2 The number of Datanodes must be the same as that set in

. Otherwise, an error occurs.

Step 5:

Create two databases db01 and DB02 in the database.

Execute the following construction statement in each library:

CREATE TABLE `user` (
 `id` bigint(20) NOT NULL,
 `name` varchar(255) DEFAULT NULL,
 PRIMARY KEY (`id`)
) ENGINE=InnoDB DEFAULT CHARSET=utf8;Copy the code

Step 6:

To start mycat, run mycat/bin/startup_nowrap.sh

Step 7:

Project has been uploaded to the githubgithub.com/javalanxion… Set up the SpringBoot environment and execute the insert statement.

# configuration data source spring. The datasource. The druid. Driver - class - name = com. Mysql. JDBC. Driver # of this configuration is Mycat server is configured in the XML account password, not the database password. Spring. The datasource. The druid.
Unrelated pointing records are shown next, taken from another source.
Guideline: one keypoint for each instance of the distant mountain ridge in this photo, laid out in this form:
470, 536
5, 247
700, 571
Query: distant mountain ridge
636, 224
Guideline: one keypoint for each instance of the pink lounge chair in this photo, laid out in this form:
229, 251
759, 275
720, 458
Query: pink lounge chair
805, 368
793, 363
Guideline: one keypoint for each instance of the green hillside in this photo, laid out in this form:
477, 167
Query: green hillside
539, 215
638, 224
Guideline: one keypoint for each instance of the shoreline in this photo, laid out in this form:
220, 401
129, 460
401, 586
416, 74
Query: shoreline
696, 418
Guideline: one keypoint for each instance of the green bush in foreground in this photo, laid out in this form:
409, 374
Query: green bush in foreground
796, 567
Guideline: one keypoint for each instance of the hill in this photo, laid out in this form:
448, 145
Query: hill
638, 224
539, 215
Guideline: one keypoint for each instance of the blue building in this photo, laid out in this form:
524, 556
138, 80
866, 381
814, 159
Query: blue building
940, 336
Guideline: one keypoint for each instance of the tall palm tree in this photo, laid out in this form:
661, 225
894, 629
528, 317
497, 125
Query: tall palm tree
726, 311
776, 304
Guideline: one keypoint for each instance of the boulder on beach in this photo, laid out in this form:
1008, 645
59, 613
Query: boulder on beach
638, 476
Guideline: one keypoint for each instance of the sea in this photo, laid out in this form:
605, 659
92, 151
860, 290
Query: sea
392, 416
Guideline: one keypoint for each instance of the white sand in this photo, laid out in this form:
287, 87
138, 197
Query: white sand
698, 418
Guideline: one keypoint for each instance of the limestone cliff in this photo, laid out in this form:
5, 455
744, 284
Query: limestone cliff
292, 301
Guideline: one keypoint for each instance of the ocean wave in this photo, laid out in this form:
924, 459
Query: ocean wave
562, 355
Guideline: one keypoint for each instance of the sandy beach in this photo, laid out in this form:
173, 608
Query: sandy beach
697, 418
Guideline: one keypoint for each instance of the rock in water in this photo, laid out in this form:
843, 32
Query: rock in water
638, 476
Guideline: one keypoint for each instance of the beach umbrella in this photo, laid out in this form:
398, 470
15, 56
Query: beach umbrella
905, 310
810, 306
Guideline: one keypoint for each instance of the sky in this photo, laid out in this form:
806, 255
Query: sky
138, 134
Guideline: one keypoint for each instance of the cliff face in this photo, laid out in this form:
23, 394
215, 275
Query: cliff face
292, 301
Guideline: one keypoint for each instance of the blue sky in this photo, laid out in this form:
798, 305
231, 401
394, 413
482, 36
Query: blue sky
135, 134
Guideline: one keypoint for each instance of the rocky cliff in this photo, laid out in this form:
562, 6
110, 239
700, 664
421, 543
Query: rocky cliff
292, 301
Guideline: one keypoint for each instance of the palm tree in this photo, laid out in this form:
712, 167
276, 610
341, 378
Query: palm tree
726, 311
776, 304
Username = root spring. The datasource. The druid. Password = 123456 # mycat logic library Port is mycat Spring. The datasource. The druid. Url = JDBC: mysql: / / 192.168.142.129:8066 / TESTDBCopy the code

The usermapper. Java code looks like this:

@Mapper
public interface UserMapper {
    @Insert("insert into user(id,name) value (#{id},#{name})")
    int insert(User user);
    @Select("select * from user")
    List<User> selectAll();
}Copy the code

The userController.java code looks like this:

@RestController @RequestMapping("/user") public class UserController { @Autowired private UserMapper userMapper; @RequestMapping("/save") public String save(User user){ userMapper.insert(user); Return "Save successfully "; } @RequestMapping("/list") public List<User> list(){ return userMapper.selectAll(); }}Copy the code

Step 8:

Testing:

Type in the address bar: http://localhost:8080/user/save? id=1&name=tom http://localhost:8080/user/save? id=2&name=jack

Check database:

The data with ID 1 is inserted into table USER in database DB02.

The data with ID 2 is inserted into table USER in database DB01.

Type in the address bar: http://localhost:8080/user/list you can see just insert two records.

Ok, so at this point we’re done dividing tables and libraries.